Prosecuting attorney William Payne on Friday asked Superior Court Judge Ken Williams to postpone the trial because the state is still waiting for reports.
Defense attorney John Hayden did not object.
Williams granted the continuance and reset the trial. A status hearing was set for March 13.
Last is accused of downing her newborn son in a toilet bowl. Defense attorneys have argued that Last didn’t know she was in labor, and that she went into shock after giving birth on a toilet.
She was arrested at her father’s Port Angeles home on Jan. 2.
The body of infant, named Thomas Loy Last by the teen’s mother — who lives in Colorado — was found in a 30-ton trash container near Tacoma Jan. 5. The trash had been taken there from Port Angeles.

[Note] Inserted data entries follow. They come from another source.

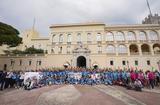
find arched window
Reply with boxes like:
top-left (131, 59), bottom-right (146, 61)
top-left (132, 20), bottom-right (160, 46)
top-left (118, 45), bottom-right (127, 53)
top-left (77, 33), bottom-right (82, 42)
top-left (87, 33), bottom-right (92, 42)
top-left (97, 33), bottom-right (102, 41)
top-left (138, 31), bottom-right (147, 40)
top-left (59, 34), bottom-right (63, 43)
top-left (67, 34), bottom-right (72, 42)
top-left (115, 32), bottom-right (124, 41)
top-left (106, 45), bottom-right (115, 53)
top-left (149, 31), bottom-right (158, 40)
top-left (126, 32), bottom-right (136, 40)
top-left (106, 32), bottom-right (114, 41)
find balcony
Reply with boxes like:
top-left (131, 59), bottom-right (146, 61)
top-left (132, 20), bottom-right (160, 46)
top-left (107, 53), bottom-right (116, 56)
top-left (142, 52), bottom-right (151, 55)
top-left (154, 52), bottom-right (160, 55)
top-left (118, 53), bottom-right (128, 56)
top-left (130, 52), bottom-right (139, 55)
top-left (67, 42), bottom-right (71, 45)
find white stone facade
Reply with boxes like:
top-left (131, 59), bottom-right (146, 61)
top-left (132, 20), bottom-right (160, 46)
top-left (0, 23), bottom-right (160, 70)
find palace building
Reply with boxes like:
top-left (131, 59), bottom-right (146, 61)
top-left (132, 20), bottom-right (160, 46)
top-left (0, 15), bottom-right (160, 70)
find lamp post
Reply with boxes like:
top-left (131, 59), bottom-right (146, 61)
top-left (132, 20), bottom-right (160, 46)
top-left (36, 61), bottom-right (38, 70)
top-left (127, 61), bottom-right (129, 69)
top-left (157, 60), bottom-right (160, 70)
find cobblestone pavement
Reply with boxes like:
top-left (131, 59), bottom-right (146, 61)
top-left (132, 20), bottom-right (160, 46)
top-left (0, 85), bottom-right (160, 105)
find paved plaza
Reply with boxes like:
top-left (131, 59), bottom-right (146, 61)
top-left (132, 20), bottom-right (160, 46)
top-left (0, 85), bottom-right (160, 105)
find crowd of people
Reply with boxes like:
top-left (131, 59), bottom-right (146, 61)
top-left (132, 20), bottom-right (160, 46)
top-left (0, 68), bottom-right (160, 91)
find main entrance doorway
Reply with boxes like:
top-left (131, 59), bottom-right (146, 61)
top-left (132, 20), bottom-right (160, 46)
top-left (77, 56), bottom-right (86, 67)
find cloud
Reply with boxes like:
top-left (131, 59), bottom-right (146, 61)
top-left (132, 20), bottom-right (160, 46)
top-left (0, 0), bottom-right (160, 35)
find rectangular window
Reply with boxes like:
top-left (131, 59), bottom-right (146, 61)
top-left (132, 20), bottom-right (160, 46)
top-left (67, 34), bottom-right (72, 43)
top-left (122, 61), bottom-right (126, 65)
top-left (135, 60), bottom-right (138, 66)
top-left (38, 61), bottom-right (42, 65)
top-left (97, 46), bottom-right (102, 53)
top-left (77, 33), bottom-right (82, 43)
top-left (29, 61), bottom-right (32, 66)
top-left (110, 61), bottom-right (114, 65)
top-left (147, 60), bottom-right (151, 65)
top-left (11, 59), bottom-right (15, 66)
top-left (19, 60), bottom-right (22, 66)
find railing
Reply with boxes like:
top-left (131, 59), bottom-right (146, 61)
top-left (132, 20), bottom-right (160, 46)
top-left (0, 54), bottom-right (45, 57)
top-left (118, 53), bottom-right (128, 55)
top-left (154, 52), bottom-right (160, 55)
top-left (142, 52), bottom-right (151, 55)
top-left (107, 53), bottom-right (116, 55)
top-left (130, 52), bottom-right (139, 55)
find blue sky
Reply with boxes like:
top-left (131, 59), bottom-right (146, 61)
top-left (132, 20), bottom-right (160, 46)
top-left (0, 0), bottom-right (160, 36)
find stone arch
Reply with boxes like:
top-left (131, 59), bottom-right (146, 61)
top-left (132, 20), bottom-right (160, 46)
top-left (115, 31), bottom-right (125, 41)
top-left (153, 43), bottom-right (160, 54)
top-left (106, 44), bottom-right (116, 53)
top-left (105, 31), bottom-right (114, 41)
top-left (118, 44), bottom-right (127, 53)
top-left (126, 31), bottom-right (136, 40)
top-left (141, 44), bottom-right (150, 54)
top-left (77, 56), bottom-right (86, 67)
top-left (138, 31), bottom-right (147, 40)
top-left (148, 30), bottom-right (158, 40)
top-left (129, 44), bottom-right (139, 54)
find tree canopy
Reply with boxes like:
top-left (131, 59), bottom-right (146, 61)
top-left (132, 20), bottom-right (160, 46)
top-left (0, 22), bottom-right (22, 47)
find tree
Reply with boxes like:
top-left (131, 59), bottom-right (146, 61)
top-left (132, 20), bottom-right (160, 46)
top-left (0, 22), bottom-right (22, 47)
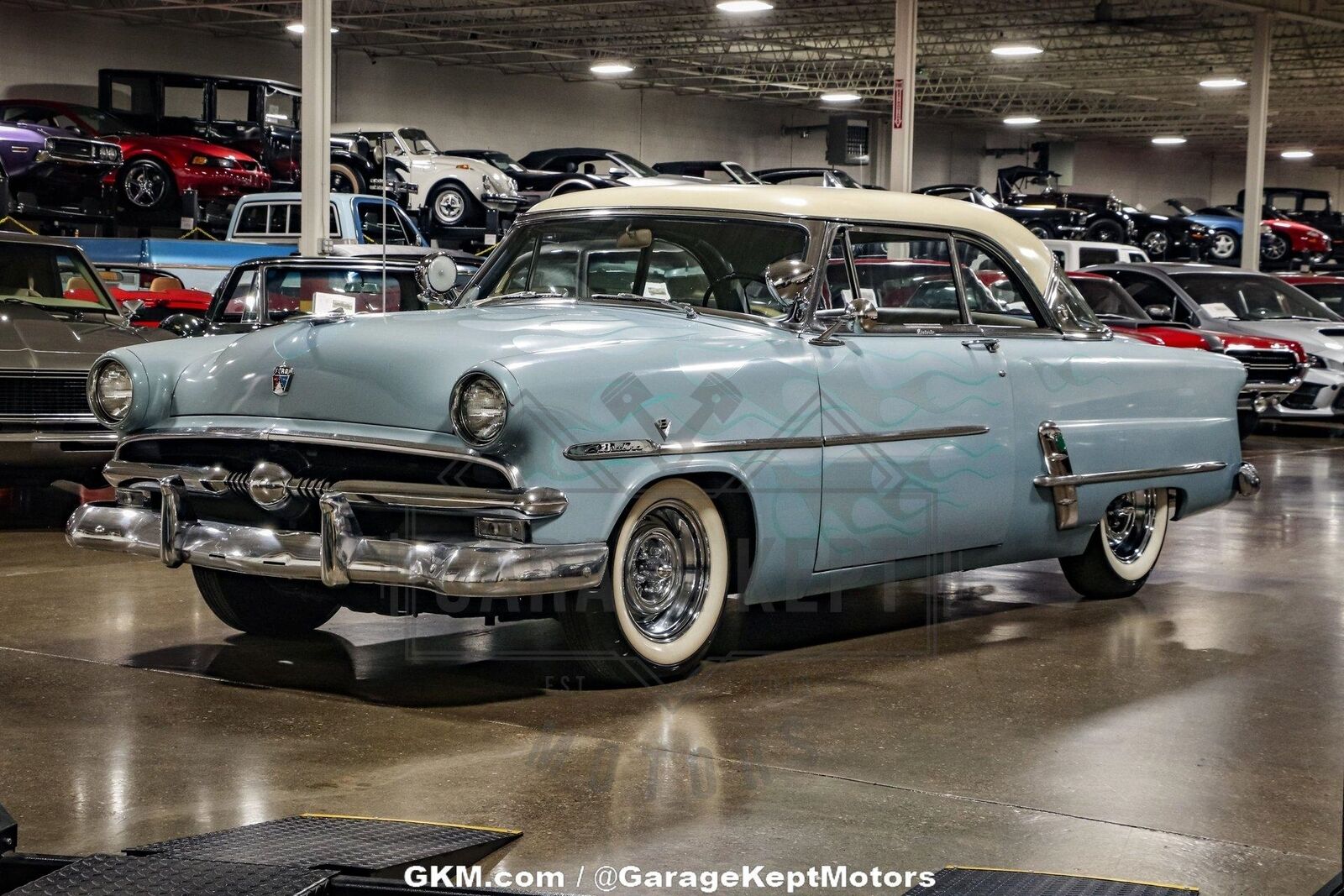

Last is being held in the Clallam County Juvenile Services Detention Facility on $500,000 bail.
Defense attorney Suzan Hayden has called the infant’s death a horrible tragedy, and said that charging the girl with first-degree murder as an adult is inappropriate.
The teen’s father, Ronald Last, was charged with felony possession of a firearm and possession of methamphetamine, as well as the gross misdemeanor of concealing birth. He posted $10,000 bail on Jan. 7.
Police have said that the girl was impregnated by a man in his 30s in Colorado.